Submitted to: Crop Science
Publication Type: Peer Reviewed Journal
Publication Acceptance Date: July 8, 2005
Publication Date: December 2, 2005
Citation: Reed, B.M., Schumacher, L.D., Wang, N., D Achino, J., Barker, R.E. 2005. Cryopreservation of bermudagrass germplasm by encapsulation dehydration. Crop Science [serial online]. 46:6-11 (2006). Interpretive Summary: Many types of bermudagrass are vegetatively propagated and must be maintained as growing plants for preservation. Tissue-culture conservation through cryopreservation in liquid nitrogen at -196°C provides a secure alternative to duplicated greenhouse-grown collections. A diverse group of bermudagrass was tested for storage by a new technique. This involves placing the tiny growing portions of the plant into a bead of gel and drying it to a low moisture content before storing in liquid nitrogen. Seventeen of the grasses (74%) had good growth after removal from the liquid nitrogen while the rest had low regrowth. Thirty shoot tips of each of 34 bermudagrasses are now held in liquid nitrogen storage at the National Clonal Germplasm Repository (NCGR) Corvallis and 50 additional cryopreserved shoot tips are held at the National Center for Germplasm Resources Preservation (NCGRP) in Fort Collins, Colorado.

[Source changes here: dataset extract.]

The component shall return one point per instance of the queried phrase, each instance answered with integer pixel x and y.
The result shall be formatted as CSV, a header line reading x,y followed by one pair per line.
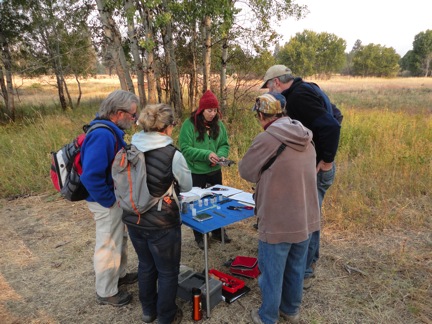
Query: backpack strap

Technical Abstract: Genetic conservation of vegetatively-propagated grasses requires intensive care of pot cultures or carefully separated field plots. Even with intensive care, there is high risk of mechanical contamination and loss of plants to biotic and abiotic stresses. Medium and long-term storage of this germplasm would be more cost effective and provide a backup for field or greenhouse germplasm collections. Cynodon sp. L. (bermudagrass) germplasm is mostly stored as growing plants. Long-term storage in liquid nitrogen could provide a secure backup for these collections. We evaluated a diverse group of Cynodon species and selections for long-term storage in liquid nitrogen at '196 'C. The encapsulation-dehydration (E-D) cryopreservation protocol was effective for most genotypes tested when combined with a 1 to 4-wk cold acclimation period and dehydration to 20 to 22% moisture before exposure to liquid nitrogen. Recovery of shoot tips cryopreserved following E-D ranged from 20% to 90%. Seventeen of the 23 accessions (74%) had greater than 40% regrowth. Thirty encapsulated shoot tips of each of 34 Cynodon accessions are now held in liquid nitrogen storage at the National Clonal Germplasm Repository (NCGR) Corvallis and 50 additional cryopreserved shoot tips are held as a base collection at the USDA-ARS, National Center for Germplasm Resources Preservation (NCGRP) in Fort Collins, Colorado.